Ms Shiels had been employed by the Southern Trust as a healthcare assistant for five years.

The footage had been livestreamed by Andrew McDade, who is Ms Shiels’ partner.

The industrial tribunal was told that Ms Shiels had liked and shared the video on her Facebook account.

In her evidence to the tribunal, Ms Shiels had stated that she had not watched all of the video and that she had switched if off before the point in which the offensive singing took place.

She said she had not become aware of the offensive singing until days later.

The trust had however concluded that she had behaved recklessly in liking and sharing the video without satisfying herself as to its content.

She had been dismissed from her job in July 2022 and her appeal against that decision was dismissed by the trust in August.

Ms Shiels then brought a claim of unfair dismissal to an industrial tribunal but stated she was not seeking re-instatement.

Andrew McDade industrial tribunal
Andrew McDade lost a challenge to his sacking from his job as a lorry driver earlier this month (Liam McBurney/PA)

The written judgment said: “On 28 May 2022, the claimant had attended an event in the grounds of Stormont.

“On the same date, her partner had been taking part in a march organised by the Orange Order and had then been invited to Dundonald Orange Hall, together with other bandsmen and members, for refreshments.

“The claimant’s partner had livestreamed a video from Dundonald Orange Hall on his own Facebook account.

“The claimant (Shiels) had been immediately notified of that livestream and had opened it.

“The claimant accepted in a statement of agreed facts that she had liked and shared the video.”

The panel ruling stated: “The background of this claim is the singing of a sectarian and misogynistic song in Dundonald Orange Hall.

“The singing of that song by a large group of people was not prevented or stopped by others present; it was in fact applauded.

“This had been a truly disgraceful event.”

Donna Traynor tribunal
The Office of Industrial Tribunals, Killymeal House, Belfast (Brian Lawless/PA)

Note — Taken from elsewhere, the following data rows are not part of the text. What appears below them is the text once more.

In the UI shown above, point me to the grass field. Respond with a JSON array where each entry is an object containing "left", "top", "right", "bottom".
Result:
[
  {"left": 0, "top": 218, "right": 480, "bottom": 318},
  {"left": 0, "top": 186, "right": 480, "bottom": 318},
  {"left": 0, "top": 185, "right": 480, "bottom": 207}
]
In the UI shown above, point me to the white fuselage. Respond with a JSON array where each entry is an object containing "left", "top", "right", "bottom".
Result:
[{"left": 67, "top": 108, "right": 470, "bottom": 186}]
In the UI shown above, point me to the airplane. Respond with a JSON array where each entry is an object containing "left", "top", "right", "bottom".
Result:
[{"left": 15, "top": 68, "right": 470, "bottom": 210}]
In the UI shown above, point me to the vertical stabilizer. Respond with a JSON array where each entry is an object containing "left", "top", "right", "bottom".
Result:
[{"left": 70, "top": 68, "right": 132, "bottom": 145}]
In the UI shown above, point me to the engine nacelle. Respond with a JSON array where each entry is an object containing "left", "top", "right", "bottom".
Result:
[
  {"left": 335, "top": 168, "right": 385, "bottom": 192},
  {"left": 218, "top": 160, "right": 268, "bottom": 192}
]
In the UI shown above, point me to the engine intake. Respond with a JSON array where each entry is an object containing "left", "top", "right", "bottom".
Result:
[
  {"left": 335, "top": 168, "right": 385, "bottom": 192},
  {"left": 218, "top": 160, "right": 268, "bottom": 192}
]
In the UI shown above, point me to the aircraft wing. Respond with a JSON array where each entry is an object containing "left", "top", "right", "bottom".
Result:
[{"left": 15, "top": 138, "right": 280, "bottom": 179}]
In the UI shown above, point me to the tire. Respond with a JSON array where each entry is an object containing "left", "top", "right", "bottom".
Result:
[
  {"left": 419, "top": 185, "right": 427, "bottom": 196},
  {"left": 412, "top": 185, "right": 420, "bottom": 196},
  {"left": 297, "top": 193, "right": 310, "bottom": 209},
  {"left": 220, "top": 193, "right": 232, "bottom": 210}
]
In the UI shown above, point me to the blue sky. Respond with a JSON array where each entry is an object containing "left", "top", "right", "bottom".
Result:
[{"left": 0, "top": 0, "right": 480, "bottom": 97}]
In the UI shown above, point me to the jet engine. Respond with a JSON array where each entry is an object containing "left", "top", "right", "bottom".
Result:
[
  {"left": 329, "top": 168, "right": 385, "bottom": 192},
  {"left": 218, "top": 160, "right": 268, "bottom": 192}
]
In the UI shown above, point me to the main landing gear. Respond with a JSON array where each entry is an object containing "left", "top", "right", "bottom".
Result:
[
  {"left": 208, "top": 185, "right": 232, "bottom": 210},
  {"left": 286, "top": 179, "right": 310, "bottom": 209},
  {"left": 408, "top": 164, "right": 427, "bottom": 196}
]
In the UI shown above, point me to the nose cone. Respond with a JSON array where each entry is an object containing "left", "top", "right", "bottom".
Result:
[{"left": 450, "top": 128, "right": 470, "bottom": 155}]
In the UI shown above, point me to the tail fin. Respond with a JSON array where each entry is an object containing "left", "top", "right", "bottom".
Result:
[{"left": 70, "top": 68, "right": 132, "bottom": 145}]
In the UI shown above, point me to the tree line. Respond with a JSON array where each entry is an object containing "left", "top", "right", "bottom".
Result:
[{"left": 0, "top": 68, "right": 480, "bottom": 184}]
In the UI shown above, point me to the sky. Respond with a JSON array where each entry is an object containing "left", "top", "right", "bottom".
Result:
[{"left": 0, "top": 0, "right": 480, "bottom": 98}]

The judgment concluded: “The decision by the respondent (Southern Trust) to uphold the charges of gross misconduct and to impose a penalty of summary dismissal was, in the opinion of the tribunal, a decision which a reasonable employer could properly have reached in all the circumstances of this case.

“This had been an act of recklessness and a clear breach of the social media policy.

“It had had a severe and continuing impact on the respondent’s activities in providing services to the public and would inevitably have had a serious impact in relation to the claimant’s working relationships with other employees and indeed with members of the public with whom she came into contact in the course of her work.

“It had been such a serious matter that a reasonable employer could properly and summarily dismiss the employee for a first offence.

“The claimant’s reckless act in liking and sharing this video on her own Facebook account had brought the respondent into serious disrepute.

“The circumstances were such that summary dismissal was justified.”

Mr McDade lost an industrial tribunal case against his sacking from his job as a lorry driver earlier this month.

Jamie Bryson, who represented Ms Shiels during the hearing, said his client was disappointed by the ruling and would consider all appeal options.

He added: “Ms Shiels apologised again to the Harte and McAreavey family during the tribunal, and repeats the apology for any hurt unintentionally caused by her actions, which were held to be reckless, but not intentional, in liking and sharing a video without satisfying herself as to the content.”